Wiedergewählt (Foto: FHN) Wiedergewählt (Foto: FHN) Prof. Dr. Jörg Wagner wurde auf der gestrigen Hochschulratssitzung mit großer Mehrheit für weitere sechs Jahre im Amt bestätigt. Er steht damit der Nordhäuser Hochschule bis 2017 vor. Im Frühjahr 2006 galt noch das alte Thüringer Hochschulgesetz. Damals wählte der Hochschulrat der Fachhochschule Nordhausen Prof. Dr. Jörg Wagner aus dem Kreise der Professoren für vier Jahre zum Rektor der Hochschule. Zuvor hatte dieser bereits die verbleibende Amtszeit des als Staatsekretär nach Erfurt gewechselten Vorgängers Christian C. Juckenack zu Ende geführt.

Mit dem neuen Hochschulgesetz führte die Landesregierung Anfang 2007 die Präsidialverfassung in Thüringen ein. Daher wurde die Stelle diesmal bundesweit ausgeschrieben, denn als Präsident dürfen sich im Gegensatz zum Rektor nicht nur die Professoren der eigenen Hochschule bewerben. Insgesamt 12 Personen hatten diesmal ihr Interesse angemeldet, die Nordhäuser Hochschule in den nächsten Jahren zu leiten.
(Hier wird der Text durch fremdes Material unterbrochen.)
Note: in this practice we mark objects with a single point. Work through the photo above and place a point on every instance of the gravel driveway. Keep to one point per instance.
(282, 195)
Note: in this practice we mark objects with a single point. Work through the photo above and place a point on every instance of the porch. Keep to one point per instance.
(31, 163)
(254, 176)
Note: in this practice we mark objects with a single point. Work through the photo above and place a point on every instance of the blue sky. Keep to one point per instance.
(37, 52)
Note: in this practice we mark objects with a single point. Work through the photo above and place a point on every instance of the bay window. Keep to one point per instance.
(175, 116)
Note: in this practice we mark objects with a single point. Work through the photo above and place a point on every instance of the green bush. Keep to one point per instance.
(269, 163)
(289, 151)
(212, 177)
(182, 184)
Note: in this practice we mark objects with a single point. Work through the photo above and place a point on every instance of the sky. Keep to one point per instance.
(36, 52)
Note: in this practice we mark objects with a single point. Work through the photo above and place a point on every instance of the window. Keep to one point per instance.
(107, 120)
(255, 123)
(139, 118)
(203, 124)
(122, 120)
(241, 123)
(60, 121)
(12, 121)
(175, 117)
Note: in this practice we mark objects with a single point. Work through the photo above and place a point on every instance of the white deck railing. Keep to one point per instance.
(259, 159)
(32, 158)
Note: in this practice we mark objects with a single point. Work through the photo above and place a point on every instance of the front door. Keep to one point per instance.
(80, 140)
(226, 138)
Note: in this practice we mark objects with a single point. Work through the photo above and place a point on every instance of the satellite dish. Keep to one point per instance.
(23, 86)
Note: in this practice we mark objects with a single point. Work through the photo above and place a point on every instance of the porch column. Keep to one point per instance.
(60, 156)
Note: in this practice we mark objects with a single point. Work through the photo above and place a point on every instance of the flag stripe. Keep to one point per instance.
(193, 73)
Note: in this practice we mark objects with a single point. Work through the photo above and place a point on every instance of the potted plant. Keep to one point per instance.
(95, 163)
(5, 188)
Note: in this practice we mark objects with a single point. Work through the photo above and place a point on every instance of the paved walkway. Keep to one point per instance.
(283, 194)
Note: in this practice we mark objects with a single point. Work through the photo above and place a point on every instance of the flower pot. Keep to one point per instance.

Neben acht externen Bewerbern hatten drei Nordhäuser Professoren und der bisherige Stelleninhaber ihre Bewerbung eingereicht. Die von einer Findungskommission ausgewählten sechs qualifiziertesten Bewerber hatten sich vor zwei Wochen im größten Hörsaal der Hochschule der interessierten Hochschulöffentlichkeit vorgestellt. Gestern schritt der Hochschulrat zur Wahl. Das Ergebnis fiel trotz der großen Konkurrenz eindeutig aus. Von den 14 anwesenden stimmberechtigten Hochschulratsmitgliedern hatten 11 dem Amtsinhaber ihr Vertrauen geschenkt. Drei Stimmen verblieben den übrigen fünf Kandidaten.

Der alte und neue Präsident bedankte sich für das Vertrauen und kündigte an, sich in den nächsten Jahren für weitere gute Entwicklung des Hochschulstandortes einzusetzen: „Dies wird nicht einfach angesichts der Sparzwänge der Landesregierung. Wer indes die tatsächlichen Leistungszahlen unserer Hochschule betrachtet, kommt um eine gerechtere Mittelverteilung zugunsten des Hochschulstandortes Nordhausen nicht herum“, forderte der Wiedergewählte in Richtung Erfurt. Bis Ende Februar läuft nun noch seine alte Amtszeit. Zum 1. März 2011 soll er dann für die neue Amtszeit ernannt werden.